Recurrent Neural Networks (RNN)
Procedure
The objective of this part of the experiment is to implement a vanilla Recurrent Neural Network (RNN) for character-level sequence modelling. The Tiny Shakespeare dataset is used, where individual characters from a text corpus are learned to model sequential dependencies and generate coherent text. This part focuses on understanding sequence unrolling, hidden-state propagation across time steps, and the training of RNNs using Backpropagation Through Time (BPTT), along with visualizing the evolution of hidden states during text generation.
1. Import Required Libraries
Import necessary Python libraries such as PyTorch, Numpy, and Matplotlib for model implementation, numerical operations, and visualizations.
2. Dataset Description and Loading
The Tiny Shakespeare dataset is a character-level text corpus containing a small subset of William Shakespeare's plays. It consists of dialogues, character names, and stage directions written in plain text format.
- Each character (letters, digits, punctuation, spaces) is treated as an individual token.
- The dataset is suitable for sequence modelling and text generation tasks.
- The text file is downloaded and loaded into memory for further pre-processing.
The successful loading of the dataset is verified.
3. Dataset Splitting
The text dataset is divided into three parts:
- Training set (90%) – used for learning model parameters
- Validation set (5%) – used to monitor overfitting
- Test set (5%) – used for final evaluation
This ensures proper training and evaluation of the model.
4. Vocabulary Creation and Encoding
- Extract all unique characters to form the vocabulary.
- Map each character to a unique integer index (character-to-index mapping).
- Convert the entire text into a sequence of integers.
5. Hyper-parameter Initialization
Initialize training parameters such as:
- Number of epochs
- Learning rate
- Embedding size
- Batch size
- Sequence length
- Hidden layer size
- Number of RNN layers
These parameters control learning behaviour and model capacity.
6. Batch Generation
Create mini-batches of input sequences and corresponding target sequences using fixed sequence lengths (sliding window approach) to enable efficient training. Input sequences (x) and target sequences (y) are created such that each target character is the next character in the sequence.
7. RNN Model Definition
Define a Character-level RNN model consisting of:
- An Embedding layer to convert character indices into dense vectors
- A multi-layer vanilla RNN to process sequential data
- A Fully Connected (Linear) layer to predict the next character
Initialize the model with zero hidden states.
8. Model Training
- Train the RNN using Backpropagation Through Time (BPTT).

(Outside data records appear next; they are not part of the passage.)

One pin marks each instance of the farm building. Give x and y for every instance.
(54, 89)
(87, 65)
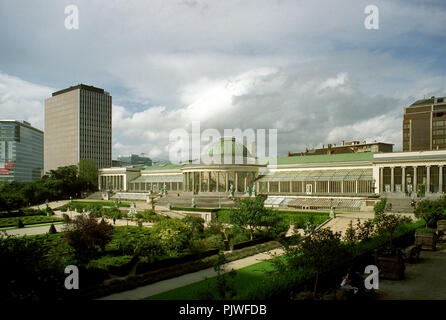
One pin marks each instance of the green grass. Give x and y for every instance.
(99, 203)
(297, 217)
(27, 220)
(244, 278)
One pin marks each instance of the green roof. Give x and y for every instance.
(423, 102)
(164, 166)
(324, 158)
(228, 147)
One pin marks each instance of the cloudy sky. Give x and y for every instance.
(308, 68)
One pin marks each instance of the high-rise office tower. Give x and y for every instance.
(424, 125)
(21, 151)
(78, 125)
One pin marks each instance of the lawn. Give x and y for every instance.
(27, 220)
(99, 203)
(300, 218)
(244, 278)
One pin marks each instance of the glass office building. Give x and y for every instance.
(21, 151)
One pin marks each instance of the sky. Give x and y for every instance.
(310, 69)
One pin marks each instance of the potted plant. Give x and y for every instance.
(430, 212)
(427, 238)
(389, 259)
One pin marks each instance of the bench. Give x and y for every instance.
(412, 253)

- Use Cross-Entropy Loss as the objective function.
- Optimize the model using the Adam optimizer.
- Apply gradient clipping to prevent exploding gradients.
- Record training and validation loss after each epoch.
9. Loss Curve Visualization
Plot training and validation loss curves to analyse model convergence and learning behaviour.
10. Text Generation
After training, generate new text by:
- Providing a seed string
- Predicting one character at a time
- Feeding the previously generated character back into the model
11. Hidden State Visualization
- Extract hidden states for a short character sequence.
- Plot the evolution of selected hidden units across time steps.
- Analyse how the RNN maintains memory over the sequence.
12. Result Analysis
The generated text, loss curves, and hidden-state plots are analysed to evaluate the effectiveness of the RNN in learning sequential character-level patterns.